EHBP1 prenylation data and membrane targeting in Figure 3 are interesting but don't fit with the main thrust of the work that is focussed on the Rab-effector interaction. This would be better as supplemental information for Figure 1.

We feel that the information does fit the main thrust of the work since we argue that DUF3585 bMERB domains are Rab8 family effectors. Therefore, in vivo localization studies showing that EHBP1 and EHBP1L1 colocalize with Rab8 family members at endosomes strengthens this point and we would therefore like to keep Figure 3 as it is.

Figure 5—figure supplement 1 and Figure 6—figure supplement 2. Labelling of residues in the bMERB8 domains are too small to read.

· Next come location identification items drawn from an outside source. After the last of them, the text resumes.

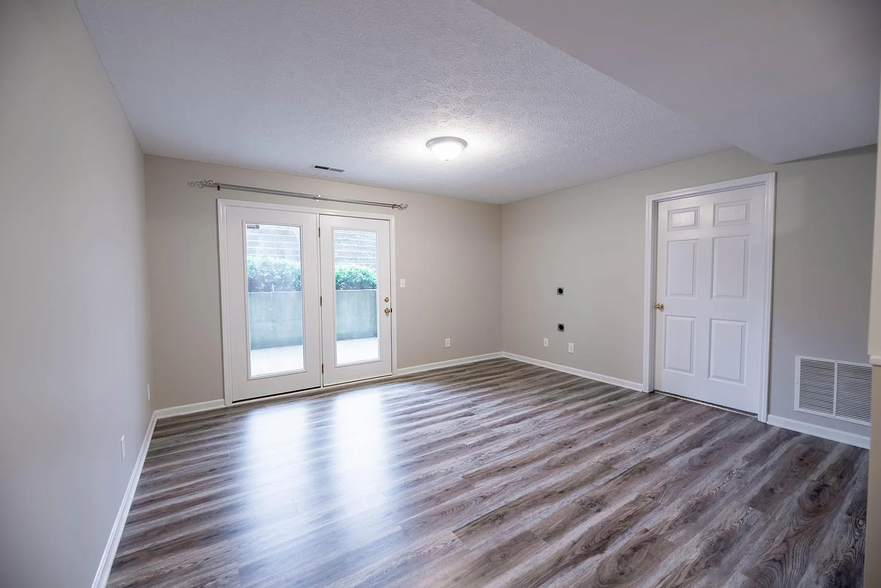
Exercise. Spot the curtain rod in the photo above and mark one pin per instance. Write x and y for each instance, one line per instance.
(316, 197)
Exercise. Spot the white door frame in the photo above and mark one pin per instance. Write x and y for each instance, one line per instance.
(222, 206)
(651, 233)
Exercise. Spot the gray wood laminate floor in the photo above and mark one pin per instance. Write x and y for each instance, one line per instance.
(492, 474)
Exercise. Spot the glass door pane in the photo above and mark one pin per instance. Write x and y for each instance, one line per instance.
(275, 299)
(355, 255)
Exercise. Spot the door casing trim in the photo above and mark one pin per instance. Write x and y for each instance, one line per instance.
(651, 233)
(223, 205)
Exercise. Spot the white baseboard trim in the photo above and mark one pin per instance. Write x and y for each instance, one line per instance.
(575, 371)
(109, 554)
(820, 431)
(450, 363)
(163, 413)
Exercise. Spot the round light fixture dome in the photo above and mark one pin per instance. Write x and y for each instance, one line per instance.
(447, 148)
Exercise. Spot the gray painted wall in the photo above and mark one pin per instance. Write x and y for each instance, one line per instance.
(873, 523)
(590, 239)
(448, 250)
(74, 358)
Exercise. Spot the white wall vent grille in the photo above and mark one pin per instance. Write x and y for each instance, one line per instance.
(836, 389)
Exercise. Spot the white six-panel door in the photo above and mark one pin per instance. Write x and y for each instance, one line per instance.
(710, 289)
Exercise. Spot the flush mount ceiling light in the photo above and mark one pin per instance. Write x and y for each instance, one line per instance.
(447, 148)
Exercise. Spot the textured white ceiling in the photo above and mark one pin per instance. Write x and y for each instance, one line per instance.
(781, 79)
(363, 84)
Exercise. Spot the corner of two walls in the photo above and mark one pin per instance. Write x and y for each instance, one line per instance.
(590, 240)
(75, 353)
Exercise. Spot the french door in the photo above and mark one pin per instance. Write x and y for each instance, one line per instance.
(302, 310)
(356, 295)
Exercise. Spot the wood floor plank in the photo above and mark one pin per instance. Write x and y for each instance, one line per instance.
(495, 474)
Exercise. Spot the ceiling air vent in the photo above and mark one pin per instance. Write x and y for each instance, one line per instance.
(837, 389)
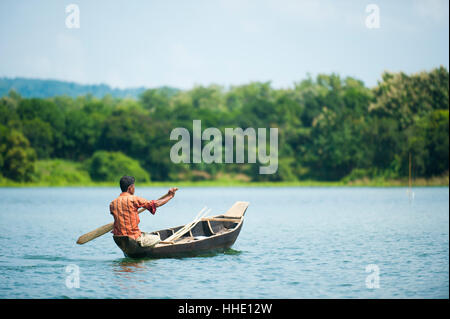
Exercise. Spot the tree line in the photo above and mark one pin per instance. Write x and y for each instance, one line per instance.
(330, 128)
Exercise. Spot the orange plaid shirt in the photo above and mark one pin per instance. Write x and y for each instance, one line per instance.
(126, 218)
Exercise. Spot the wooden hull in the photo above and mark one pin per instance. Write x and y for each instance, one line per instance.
(206, 236)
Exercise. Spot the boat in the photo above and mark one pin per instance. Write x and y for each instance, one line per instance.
(214, 233)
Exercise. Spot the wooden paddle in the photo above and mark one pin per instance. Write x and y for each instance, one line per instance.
(102, 230)
(98, 232)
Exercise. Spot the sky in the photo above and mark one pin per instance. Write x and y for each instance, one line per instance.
(226, 42)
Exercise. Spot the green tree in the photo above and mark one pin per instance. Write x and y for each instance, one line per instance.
(111, 166)
(16, 156)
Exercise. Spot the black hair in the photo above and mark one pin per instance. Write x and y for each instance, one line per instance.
(125, 182)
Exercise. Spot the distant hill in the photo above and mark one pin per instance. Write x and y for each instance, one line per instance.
(48, 88)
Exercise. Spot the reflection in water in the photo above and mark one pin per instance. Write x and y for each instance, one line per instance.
(126, 269)
(128, 265)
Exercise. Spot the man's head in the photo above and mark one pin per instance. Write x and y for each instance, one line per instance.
(127, 184)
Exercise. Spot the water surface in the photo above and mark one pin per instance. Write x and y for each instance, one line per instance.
(296, 242)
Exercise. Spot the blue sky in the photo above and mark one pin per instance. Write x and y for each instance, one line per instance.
(225, 42)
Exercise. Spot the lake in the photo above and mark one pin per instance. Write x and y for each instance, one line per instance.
(296, 242)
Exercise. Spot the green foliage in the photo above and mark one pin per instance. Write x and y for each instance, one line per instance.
(16, 156)
(330, 129)
(60, 172)
(111, 166)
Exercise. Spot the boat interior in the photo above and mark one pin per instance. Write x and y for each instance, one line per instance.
(207, 227)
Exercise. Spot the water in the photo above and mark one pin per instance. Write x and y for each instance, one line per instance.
(295, 243)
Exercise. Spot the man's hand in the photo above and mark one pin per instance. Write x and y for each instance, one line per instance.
(170, 194)
(172, 191)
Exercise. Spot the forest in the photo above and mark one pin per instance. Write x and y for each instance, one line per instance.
(330, 129)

We have increased the font size in the corresponding figures.

In addition to the changes mentioned above we have added the following minor changes:

• The citation for the XDS program package was updated;

• Amino acid boundaries for Mical-1 and the wavelength of data collection were included in the data statistics table for x-ray crystallography;

• Scale bars have been added in Figure 3;

• The acknowledgments have been updated;

• Minor changes in the Abstract were necessary to comply with the word limit.